That is the true answer, which I'll give you. We are happy with the acquisition. If you look at the top line, one of the main reasons for the acquisition was not the growth of ceramics. One of the main rationale was to grow -- faster growth of Installation & Flushing Systems. We have been able to accelerate the growth of behind-the-wall systems to around 6% annual growth over the last 3, 4 years, thanks to the synergies with ceramics. That was the main rationale. Secondly, we are much stronger in the shower toilet business nowadays compared to 3 years ago for Sanitec. You will have realized that we completely renewed the portfolio for shower toilet that was also driven and strongly supported by the acquisition of Sanitec.The reason why we are not in our midterm growth range of 4% to 6% -- also this year, we do not expect to be there -- is not driven by Sanitec, it's driven by the market effect. The 3 largest markets that we are operating: Germany, Switzerland and the Nordics. They are not growing at normal growth levels. Germany, we have the constraints of installers. In Switzerland, the market is doing very well, but on a very high level. It's not growing again like we have seen it between 2007, 2014. And in the Nordics, as you know, the building construction market, especially in some countries, is really starting to be in a typical decline. Therefore, coming back to the overall answer, we are happy with the acquisition and integration. Of course, on a detailed level, not everything is perfect, but overall, the picture is fine for us.

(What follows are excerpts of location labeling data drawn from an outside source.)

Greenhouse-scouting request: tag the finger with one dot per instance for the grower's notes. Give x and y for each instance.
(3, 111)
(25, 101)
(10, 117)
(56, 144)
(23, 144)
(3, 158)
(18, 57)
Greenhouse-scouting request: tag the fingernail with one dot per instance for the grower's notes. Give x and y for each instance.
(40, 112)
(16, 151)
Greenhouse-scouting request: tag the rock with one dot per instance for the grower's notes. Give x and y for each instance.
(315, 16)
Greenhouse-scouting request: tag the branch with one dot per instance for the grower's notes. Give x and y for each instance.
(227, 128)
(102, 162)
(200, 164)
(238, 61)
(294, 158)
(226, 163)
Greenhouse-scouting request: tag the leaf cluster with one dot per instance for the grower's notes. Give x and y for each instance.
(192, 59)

Okay. And about the implementation of all these cross-selling potential and synergies and so on, how much of that is now already effective? And is there still more to come?

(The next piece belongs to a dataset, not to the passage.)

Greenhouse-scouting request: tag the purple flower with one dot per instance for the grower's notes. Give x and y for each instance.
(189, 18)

As I said before, the main synergy for sales is on Installation & Flushing Systems. We are growing by 6%, at least 16 of the 18 -- or the first 9 months this year, we are growing strongly. For example, the 8.7% growth of Installation & Flushing Systems in Q3 was driven by double-digit growth in the European expansion markets due to the synergies of ceramics. We do not expect a further acceleration of that business due to the synergies in ceramics. That's the level which we're going to keep in terms of growth aspiration for the future in these European expansion markets.
The next question is from Pierre Rousseau, Barclays.
The first one is on Bathroom Systems. I think there's an inflection point there in terms of revenue growth. Could you maybe elaborate on what is driving that? We've talked about the better pricing earlier. But in terms of volumes, what's driving it? And what are your initiatives behind that? And what could we potentially expect in terms of incremental initiatives into 2020? And I'll go for the second question after your answer.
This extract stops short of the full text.